A estagnação da escolaridade e a má distribuição de renda são os vetores mais dramáticos da nossa desigualdade, pois puxam para baixo a qualidade de vida de toda a população. O quadro é ainda mais grave porque não há igualdade de oportunidades na largada, no meio do caminho, muito menos na reta de chegada. Ou seja, do nascimento de nossas crianças à vida adulta.  A situação nos remete à questão dos direitos humanos, consagrados pela ONU em 1948 e incorporados à nossa Constituição, em 1988. Seu conceito mudou ao longo da história, desde a Declaração de Direitos de Virgínia, nos Estados Unidos (1776), e a Declaração dos Direitos do Homem e do Cidadão (1789), na França. Grosso modo, foram fundamentais para a consolidação dos Estados nacionais e para o desenvolvimento capitalista. Afinal, nem um nem outro seriam possíveis sem exércitos de massa e o chamado exército industrial de reserva, respectivamente, que requeriam mão de obra saudável e minimamente escolarizada.

É aí que mora o perigo. Com a revolução tecnológica em curso, nem as guerras nem a produção exigem a mesma disponibilidade de recursos humanos; os direitos à saúde e à educação estão deixando de ser um assunto de interesse universal, ou seja, inclusive patronal. Enquanto nos países desenvolvidos o estado de bem-estar social está em crise, na periferia do mundo deixou de ser um objetivo comum a ser alcançado. Nunca as políticas públicas de caráter social foram tão negligenciadas.

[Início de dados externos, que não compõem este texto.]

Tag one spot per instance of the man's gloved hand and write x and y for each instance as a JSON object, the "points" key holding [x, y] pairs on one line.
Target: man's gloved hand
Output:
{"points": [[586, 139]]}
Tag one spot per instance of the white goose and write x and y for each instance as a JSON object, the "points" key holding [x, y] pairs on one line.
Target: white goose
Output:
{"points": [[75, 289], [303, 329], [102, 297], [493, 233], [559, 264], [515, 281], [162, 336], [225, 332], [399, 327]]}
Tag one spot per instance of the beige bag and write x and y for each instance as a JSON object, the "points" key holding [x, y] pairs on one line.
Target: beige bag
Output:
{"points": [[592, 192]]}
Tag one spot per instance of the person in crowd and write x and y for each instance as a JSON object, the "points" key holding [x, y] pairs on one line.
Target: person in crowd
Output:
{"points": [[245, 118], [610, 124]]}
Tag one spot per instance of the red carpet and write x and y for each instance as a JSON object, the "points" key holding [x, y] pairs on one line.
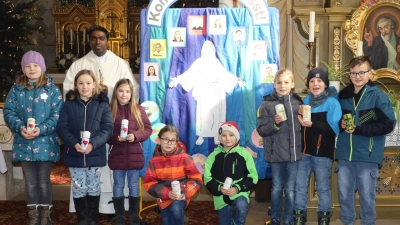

Ocorre que o mundo se move. O esgarçamento social provocado pelas políticas ultraliberais é uma realidade, seja nos países desenvolvidos, como na França, seja na periferia, como no Chile, cujo IDH, como vimos acima, é melhor do que o nosso. Com toda certeza, nas próximas eleições municipais, essa variável terá que ser considerada, tanto quanto a geração de oportunidades de trabalho e o combate à corrupção e à ineficiência na gestão pública.